2010-05-08 鶏肉専門店「鳥繁」 他 [長年日記]

鶏肉専門店「鳥繁」

何かの拍子に辿り着いた、まちBBS又は2chの荻窪飲食店スレッド。そこに、「味は申し分なく美味しいけれども、商売気のなさ故に、開店したばかりなのに先行きが心配な店」として、1軒の唐揚げ屋が紹介されていた。鶏肉好きの私としては、近場で美味しい唐揚げ屋があるならば、是非とも行っておきたいところ。それが、商売気がないともなれば、その謙虚さ故にますます行っておきたいところ。そして、先行きが心配ともなれば、とるものもとりあえず行っておきたいところ。にも関わらず、店の場所をしっかり把握しておかなかったが為に、行きたいのに行けない、間抜けで宙ぶらりんな状態に放り出された(私が私を放り出した)。

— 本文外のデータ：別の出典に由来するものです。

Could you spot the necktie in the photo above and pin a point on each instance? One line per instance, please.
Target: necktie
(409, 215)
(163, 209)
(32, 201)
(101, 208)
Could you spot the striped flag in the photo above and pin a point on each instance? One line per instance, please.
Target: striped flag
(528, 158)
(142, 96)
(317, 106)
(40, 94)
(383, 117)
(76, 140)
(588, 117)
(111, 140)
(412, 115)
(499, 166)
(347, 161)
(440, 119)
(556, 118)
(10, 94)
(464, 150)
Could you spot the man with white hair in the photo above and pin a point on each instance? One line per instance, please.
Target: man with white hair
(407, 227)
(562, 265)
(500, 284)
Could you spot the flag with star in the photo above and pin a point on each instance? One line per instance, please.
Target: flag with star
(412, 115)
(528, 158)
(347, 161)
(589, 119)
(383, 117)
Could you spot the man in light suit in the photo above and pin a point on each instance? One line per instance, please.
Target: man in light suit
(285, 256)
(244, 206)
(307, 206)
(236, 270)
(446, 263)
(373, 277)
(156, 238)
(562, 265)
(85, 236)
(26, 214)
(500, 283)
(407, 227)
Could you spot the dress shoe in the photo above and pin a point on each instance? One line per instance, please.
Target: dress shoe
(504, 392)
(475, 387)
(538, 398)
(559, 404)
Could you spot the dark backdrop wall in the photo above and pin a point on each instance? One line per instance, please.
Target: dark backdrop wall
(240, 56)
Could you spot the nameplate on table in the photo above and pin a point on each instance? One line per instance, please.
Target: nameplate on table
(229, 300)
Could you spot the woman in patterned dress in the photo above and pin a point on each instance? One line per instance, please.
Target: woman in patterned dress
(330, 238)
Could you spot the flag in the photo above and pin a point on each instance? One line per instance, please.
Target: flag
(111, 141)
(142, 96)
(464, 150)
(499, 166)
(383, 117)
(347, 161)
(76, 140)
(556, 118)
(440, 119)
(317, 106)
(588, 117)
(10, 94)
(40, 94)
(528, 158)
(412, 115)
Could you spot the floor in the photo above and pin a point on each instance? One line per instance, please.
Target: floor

しかし、食いしんぼの神は私に味方した。ひょっとすると、私自身が食いしんぼの神ではあるまいか?という勢いであった。その日、夕食の食べ場所を決めかねて、何となく荻窪銀座~荻窪北口商店街を徘徊していた私の目に、間違いなくその店と思しき「唐揚げ」の文字が飛び込んだ。躍り上がらんばかりの勢いで、飲食フロアの2Fへと登り、席に着いて、少し落ち着いてメニューを眺めると、ここは「食事処」ではなく「飲み屋」寄りの店であった。酒があって、ライスがない。ついでに言えば、内装は清潔だが手が掛かっておらず、メニューはシンプルで、「飲み屋」としても商売気がない。食事をする気満々だった私は、少しばかり放心したが、瞬時に体制を立て直し、“飲み”モードへ移行した。美味しい唐揚げの為なら、ビールの1杯如きわけもない。でも炭水化物も食べたいから、唐揚げの他にポテトサラダも注文しておこうっと。

唐揚げは揚がるのに時間がかかるという事で、ビールを飲み飲みポテトサラダ等をつまみつまみ、待つ事十数分。運ばれてきた唐揚げは、私の目に神々しい食物であった。鶏のどかんと半身が、圧力釜か何かでじっくりと揚げられており、手羽先と胸肉とササミともも肉が、一時に味わえてしまう。味は、テーブルに備え付けられた塩数種を使用するのだが、鶏本来の美味しさが損なわれずに味わえてたまらない。しかも手羽先部分は、カリカリに揚がった骨の香ばしさまで楽しめてしまう。こんなすごい、シンプルにして贅沢な鶏料理を、普遍的な「唐揚げ」の名称で売り出してしまうのは、未知の人達に実態のイメージが伝わらなくてもどかしくもったいない、と思った。ここもまた、「商売気がない」と言われるポイントかもしれない。美味しいし素敵な食べ物なので、この先是非是非繁盛しますように。